Biml Annotations and ObjectTags
Why This Pattern Matters
Biml objects already carry a long list of built in attributes, but real projects always need more. A staging table that was built from source metadata often needs to remember which source schema and source table it came from. A package may need a hint that downstream files can read. Annotations and ObjectTags are the two mechanisms Biml provides for attaching that extra metadata to any object.
Annotations are string to string pairs and can be declared directly on objects in Biml. ObjectTags are string to object pairs and are added through BimlScript code in a higher tier file.

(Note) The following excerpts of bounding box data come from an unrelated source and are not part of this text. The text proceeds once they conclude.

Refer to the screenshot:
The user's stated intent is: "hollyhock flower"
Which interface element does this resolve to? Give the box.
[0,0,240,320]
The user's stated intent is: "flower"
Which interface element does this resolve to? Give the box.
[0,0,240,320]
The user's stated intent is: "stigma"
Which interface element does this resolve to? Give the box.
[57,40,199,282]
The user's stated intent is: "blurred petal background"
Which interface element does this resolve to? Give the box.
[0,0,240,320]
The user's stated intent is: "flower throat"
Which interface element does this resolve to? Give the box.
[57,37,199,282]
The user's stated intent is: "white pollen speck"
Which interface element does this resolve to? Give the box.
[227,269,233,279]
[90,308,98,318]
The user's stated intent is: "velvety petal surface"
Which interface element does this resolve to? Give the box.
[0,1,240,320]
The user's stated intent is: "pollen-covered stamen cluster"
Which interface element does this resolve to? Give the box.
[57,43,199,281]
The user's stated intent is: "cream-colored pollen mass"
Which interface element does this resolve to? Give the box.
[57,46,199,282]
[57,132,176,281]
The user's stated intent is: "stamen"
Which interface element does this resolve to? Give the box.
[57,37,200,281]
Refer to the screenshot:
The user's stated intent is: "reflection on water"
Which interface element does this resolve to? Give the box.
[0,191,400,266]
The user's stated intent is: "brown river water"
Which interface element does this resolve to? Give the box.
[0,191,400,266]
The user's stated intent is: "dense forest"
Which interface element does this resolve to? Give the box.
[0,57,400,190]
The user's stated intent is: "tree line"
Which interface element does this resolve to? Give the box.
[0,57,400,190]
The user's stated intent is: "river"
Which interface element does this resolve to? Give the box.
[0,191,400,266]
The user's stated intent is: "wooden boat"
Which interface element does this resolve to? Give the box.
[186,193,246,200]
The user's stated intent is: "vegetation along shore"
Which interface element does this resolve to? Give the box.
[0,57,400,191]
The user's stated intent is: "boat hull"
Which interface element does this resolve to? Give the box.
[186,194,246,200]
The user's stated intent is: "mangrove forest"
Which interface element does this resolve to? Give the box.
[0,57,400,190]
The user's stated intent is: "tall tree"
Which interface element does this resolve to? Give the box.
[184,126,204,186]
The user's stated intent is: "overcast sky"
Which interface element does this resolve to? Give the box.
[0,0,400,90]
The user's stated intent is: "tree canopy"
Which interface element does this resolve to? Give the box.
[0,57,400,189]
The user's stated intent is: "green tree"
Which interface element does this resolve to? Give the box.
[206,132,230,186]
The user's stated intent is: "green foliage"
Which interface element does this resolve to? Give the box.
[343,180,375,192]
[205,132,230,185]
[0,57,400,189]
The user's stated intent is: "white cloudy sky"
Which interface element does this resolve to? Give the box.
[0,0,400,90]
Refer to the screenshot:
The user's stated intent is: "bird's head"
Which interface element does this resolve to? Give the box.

Biml Annotations Versus SSIS Annotations
The word annotation means two different things in this space. SSIS annotations are the sticky note style comments that appear on the SSIS design surface. Biml annotations are a separate concept: they store extra metadata on Biml objects and never show up on the SSIS design surface.
Biml annotations come in four flavors: 'CodeComment', 'Documentation', 'Description', and 'Tag'. This walkthrough focuses on the 'Tag' flavor, which is the right tool for storing arbitrary string metadata for later retrieval.
Declaring Annotations on an Object
Annotations are declared inline. The 'Annotation' element has a 'Tag' attribute that names the key, and the element body holds the value:
<OleDbConnection Name="StagingDb" ConnectionString="...">
<Annotations>
<Annotation Tag="DestinationDatabase">Warehouse</Annotation>
<Annotation Tag="DestinationSchema">stg</Annotation>
</Annotations>
</OleDbConnection>
Reading an Annotation From a Higher Tier File
A higher tier file can pull the value back out with 'GetTag', passing the same key that was declared on the annotation:
<#=RootNode.OleDbConnections["StagingDb"].GetTag("DestinationSchema")#>
Example: Source Table Metadata in Annotations
A common staging pattern is to build one staging table per source table, derive a new name for the staging table, and remember the original source name on the staging table so that the load packages know what to read from. Two tiered files split that work between table creation and package creation.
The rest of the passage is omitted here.